I'm not a football man. I have no team. I have never been to a football match. I have no intention of extending the frontiers of my experience in this regard. But I am interested in law, and in free speech, online media, and fair trials.
In the life of this blog, legal issues and football have seemed increasingly to converge. From the Offensive Behaviour Act, tax obligations, paid and unpaid, defamation threats and insolvency events -- legal curiosity is increasingly pulling me into the wacky world of the SFA and SPFL and the various legal ructions which have gripped them and their members.
But approaching us is the trial to beat them all. Former Rangers heid neeps Charles Green and Craig Whyte have been indicted for a range of offences, along with lawyer, Gary Withey, and Duff and Phelps administrators David Whitehouse, Paul Clark and David Grier. Today brings news from a preliminary hearing in the High Court that a number of charges against these men have now been deleted from the indictment. To suggest this case will provoke public interest and comment qualifies for the understatement of the legal year. If the indictment pours oil on troubled waters; the trial will follow it with a lit match.
Forums, facebook, twitter, online comments on blogs, articles and website: if it was possible, this criminal trial will turn up the heat on the already boiling cauldron of feeling and opinion which is Scottish football. And that has its risks. Not only for the chances of these men receiving a fair trial on the evidence - which should concern us all - but also for any armchair advocates and prosecutors and defenders, who think the public would benefit from their insight into the case.
Which, perhaps, makes this a useful moment to flag up one or two important things which anyone with a keyboard and an opinion, or a broadcasting job and a desire to remain unfined and out of prision, would be well-advised to bear in mind. The trial of these men is covered by the Contempt of Court Act. Proceedings are active. And Scots judges - at least historically - have been credited with a no-nonsense attitude to applying the Act's restrictions on what you can and cannot publish. In the old days, you could count publishers on your fingers. Today, anyone with an iPhone qualifies.
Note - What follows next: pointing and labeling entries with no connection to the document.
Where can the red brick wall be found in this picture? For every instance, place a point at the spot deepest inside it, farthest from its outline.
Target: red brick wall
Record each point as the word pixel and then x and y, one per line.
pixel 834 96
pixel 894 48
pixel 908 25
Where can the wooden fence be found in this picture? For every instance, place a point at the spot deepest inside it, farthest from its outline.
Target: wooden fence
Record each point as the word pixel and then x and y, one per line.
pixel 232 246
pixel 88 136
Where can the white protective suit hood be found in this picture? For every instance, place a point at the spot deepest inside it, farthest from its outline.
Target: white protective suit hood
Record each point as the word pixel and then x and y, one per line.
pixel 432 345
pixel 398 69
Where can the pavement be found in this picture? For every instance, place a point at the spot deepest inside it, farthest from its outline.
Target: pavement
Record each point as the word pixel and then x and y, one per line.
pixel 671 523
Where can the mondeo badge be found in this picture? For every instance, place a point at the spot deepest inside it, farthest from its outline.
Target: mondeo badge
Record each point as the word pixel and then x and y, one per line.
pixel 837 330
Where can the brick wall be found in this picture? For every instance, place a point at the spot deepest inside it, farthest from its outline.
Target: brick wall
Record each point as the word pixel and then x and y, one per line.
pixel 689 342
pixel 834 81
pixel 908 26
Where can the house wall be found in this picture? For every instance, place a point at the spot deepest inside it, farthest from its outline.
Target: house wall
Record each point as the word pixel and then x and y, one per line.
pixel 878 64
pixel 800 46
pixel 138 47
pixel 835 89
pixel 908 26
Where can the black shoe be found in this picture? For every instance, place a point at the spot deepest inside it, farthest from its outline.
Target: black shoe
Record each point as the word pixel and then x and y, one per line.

And you hear dark rumblings coming out of the Crown Office these days, that senior prosecutors in Scotland are getting tetchy - tetchy with certain well-known tabloid newspapers, flying remarkably close to the wind in their reporting of criminal cases - and tetchy with the opinonated world of folk online, breenging in a prejudicial way into active criminal cases. You hear talk of salutary examples being made, pour encouragers les autres.
Which makes the Rangers fraud case a perilous but fascinating thing for media big and small, professional and amateur. Let's put it this way. Given the issues and characters involved, if the Scottish media, and the easily agitated world of online comment, escapes the Rangers fraud case unscathed by contempt, it'll be a miracle.
Make no mistake: the lawyers for the accused will be taking a keen and constant interest in what goes on on in the pages of the press, in blogs, on twitter, and in forums. As the criminal case is ongoing -- none of this scrutiny will leak into the public domain. The judge will deal with it in the absence of the jury, but if you fall foul of the court's attention, you may well find yourself appearing to explain yourself, and mumbling your explanations.
The days of court specialist reporters in the media are long behind us. This job seems likely to end up the responsibility of the sports desk. And all it will take is one careless reporter, filling in, despatched to the High Court, out of their element, rusty on the rules, to say something spontaneous and silly on the radio or on telly. Or, equally probably, it'll be wee feature piece with a glancing reference to the accused, which isn't legalled, and is thoughtlessly published, only for its potentially prejudical impact to become clear. And bingo. Contempt.
Perhaps the journalist will refer to legal argument heard while the jury are out of the room. Perhaps they'll allude to evidence the judge has excluded. Perhaps they'll speculate on guilt or innocence of the accused, or criticise the credibility and persuasiveness of some witness or piece of evidence. Whatever it is, there'll be embarassing explanations to be made and an irate judge to placate. I hope this doesn't occur. I don't want to see anyone - professional hack or amateur commentator - hit with a prison term or a fine. But in the current environment, it seems all too probable.
So what are the rules? Any conduct - any comment - any commentary - any tweet - which tends "to interfere with the course of justice in particular legal proceedings" is a contempt of court, "regardless of intent to do so." This catches any comments which create "a substantial risk that the course of justice in the proceedings in question will be seriously impeded or prejudiced." Your social media reach matters, but if you have any kind of audience, don't kid yourself. You aren't a world away from STV or the Daily Record, and you can't expect the judiciary to treat you as such.
You are protected if you are offering only a "fair and accurate report of legal proceedings held in public, published contemporaneously and in good faith." Publications "made as or as part of a discussion in good faith of public affairs or other matters of general public interest" are also not treated as contempts of court "if the risk of impediment or prejudice to particular legal proceedings is merely incidental to the discussion". But if you breach that? The maximum penalty under the Act is two years in prison or a hefty fine.
So don't kid yourself. Journo or punter, superfan or utterly indifferent to soccer: this isn't America. This isn't a free for all. Duly warned.